A man named Peter Philip Nash was put in jail because of his involvement with the online drug marketplace called the Silk Road. He has reportedly won an appeal that he had filed for obtaining a blue card in Brisbane. He was extradited to the US from Brisbane in 2013 after he was charged¬ with conspiracy to money laundering and committing narcotics trafficking. The Silk Road website with which he was associated generated over $200 million in sales through the sale of illicit goods.

ANNOUNCEMENT: Silk Road 3.0 is BACK ONLINE and open for business. The team did a massive security overhaul on the site to try and make it more secure and anonymous.

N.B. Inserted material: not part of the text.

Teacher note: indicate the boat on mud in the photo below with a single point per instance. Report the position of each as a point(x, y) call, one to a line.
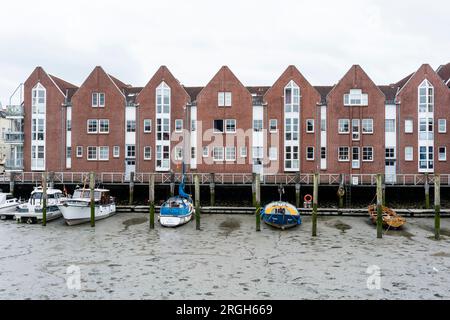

>> Click here to find the Silk Road 3.0 Guide <<

Peter NashPeter Nash pleaded guilty but said that he had bought illicit as well as controlled substances through the Silk Road website for his personal use. He was later on contacted by the operators of the Silk Road website to work as the moderator of an associated chat forum. He confirmed that he worked for ten months as the moderator of this chat forum.

Nash also said that he received his salary in bitcoins and used approximately $25,000 he earned for buying drugs on the Silk Road for his personal use. He was sentenced to 17 months in jail on 26th May 2015 and was subsequently released from custody.

Peter Nash had shifted base to Brisbane and was working in an adult forensic disability services center before he was arrested in 2011. He wanted to return to Brisbane and work in the field of providing services to people with challenging behavior and intellectual disabilities. He did succeed in securing a job in his chosen field but was informed about the cancellation of his blue card. Though he applied once again, the Public Safety Business Agency (PSBA) informed him that he was not eligible for the blue card.

Peter Nash then made an appeal to the Civil and Administrative Tribunal in Queensland. On reviewing the history of Nash, the Tribunal found out that he had been using drugs for recreational purposes in his 20s and 30s, but started self-medication since 2011 to cope with stress at his workplace.

Peter Nash 2Nash had taken steps to get rid of his drug addiction weeks ahead of his arrest and used his time in prison to complete drug abuse education, treatment, and rehabilitation. He even completed a stress management course.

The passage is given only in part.